Pakistan is said to produce an estimated 38 billion litres annually. Of this total output, only 1.3 billion is processed and sold in packaged form, be it liquid or powder.
This is typical of how much of Pakistan operates. Other countries with a significant dairy industry have regulatory bodies in place to protect the interests of their consumers. Such bodies are charged with enforcing regulations and codes of practices covering animal care, milk processing and transportation, among a slew of other milk safety measures. Added to this, those government departments that are tasked with livestock and related responsibilities by routinely documenting their sphere through data collection, monitoring implementation and regulatory compliance and working with both the private and public sectors to develop their industry further through better capacity building at all levels. In Pakistan none of this applies. The Ministry of Livestock is inert and has little motivation to take a more proactive role. Apart from the PDDC, there is the Pakistan Dairy Association. However, both bodies, like the Ministry of Livestock are somnolent at best.
Under such circumstances, one can only wonder at how Pakistan has managed to find itself counted among the top ranked milk producing countries in the world. It does, however, explain why the industry remains so underexploited and with such large coefficients of substandard quality and sheer wastage. The good news is that the private sector, in the guise of MilkPak which was established in 1979 (a Nestlé company since 1988), spotted the business opportunity and to a large extent pioneered what one may legitimately term to have become Pakistan’s mainstream dairy industry.
Due to the absence of credible documentation, it is hard to determine the value of the industry in either dollar or rupee terms, however what is certain is that dairy is the big business opportunity of the moment in Pakistan. Industry players, such as Nestlé and Engro, having focused on the upper urban consumer segments, are pushing down into the pyramid by offering packaged milk at lower prices, thereby encouraging the switch from khula to packaged. They are able to do so not only because the demand for their products has the potential of achieving a significant tipping point, but because they have, despite the overall lack of structure within the industry, been able to streamline their collection services by dealing directly with farmers across Pakistan. This has involved opening milk reception centres, investing in milk cooling tanks and supply chain infrastructure as well as setting up processing plants.
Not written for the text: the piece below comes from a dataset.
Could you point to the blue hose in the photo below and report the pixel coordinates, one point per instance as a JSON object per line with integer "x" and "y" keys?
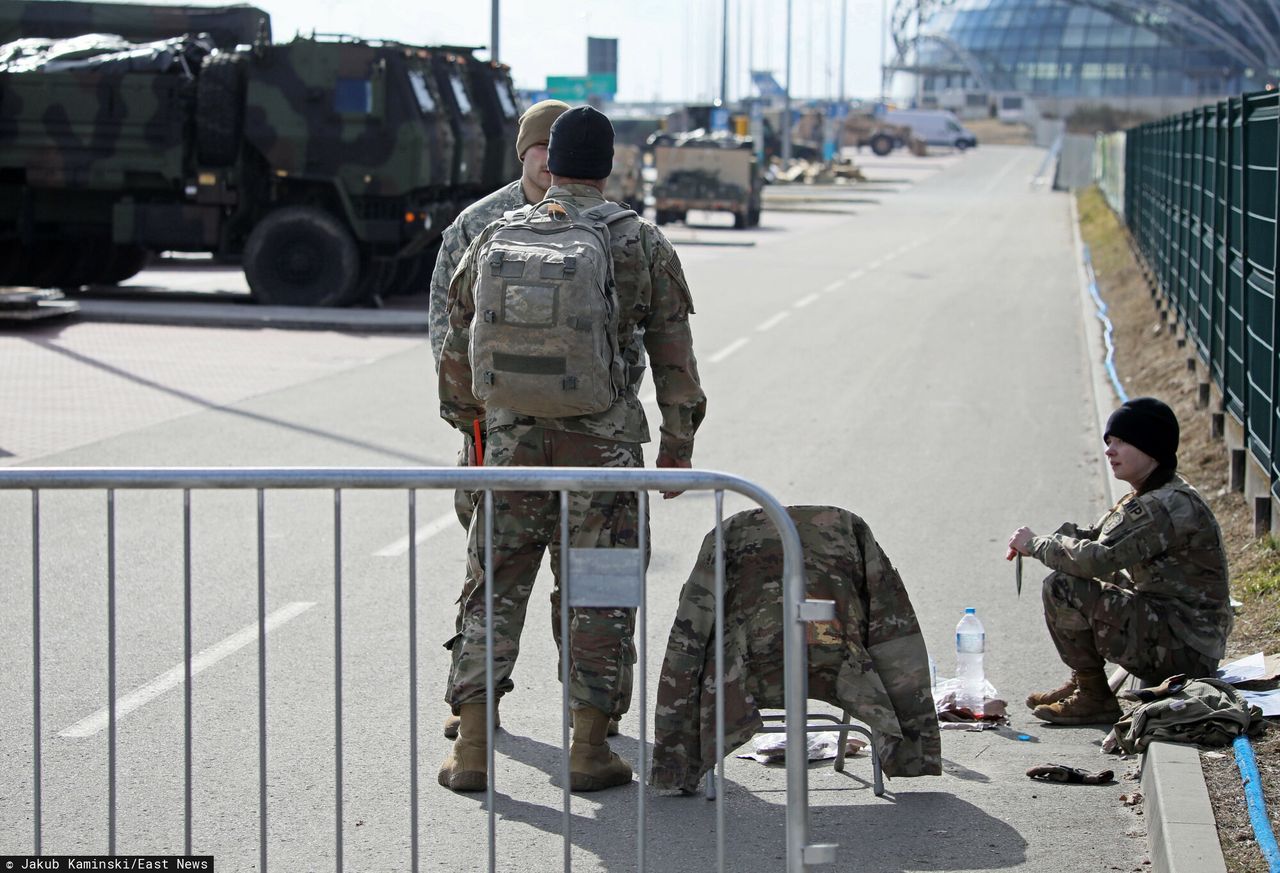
{"x": 1262, "y": 832}
{"x": 1110, "y": 329}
For this and more, Pakistan’s dairy companies need to be commended. However, the lack of any sort of serious regulation by the government or an independent body leaves it entirely up to the dairy companies to ensure that consumers are sold milk that is safe. This is not an ideal situation, simply because health and safety regulations are always best undertaken by independent watchdogs.
Another issue to ponder is why Pakistan’s formal dairy sector is almost purely UHT driven? Countries with significant dairy industries have all adopted the pasteurised method. People usually buy UHT milk for longer life storage purposes. An explanation offered is the lack of cold chain infrastructure that pasteurisation requires. That may be true, but is not entirely satisfactory. Investment in cold chain may be considerable, but so was the investment required to set up UHT processing facilities. Perhaps now that the UHT infrastructure is in place, the milk companies are reluctant to bifurcate their investment. Yet the point is that pasteurised milk is a better option, certainly in terms of taste, if nothing else. Like so much else, Pakistani consumers will just have to put up with what they get.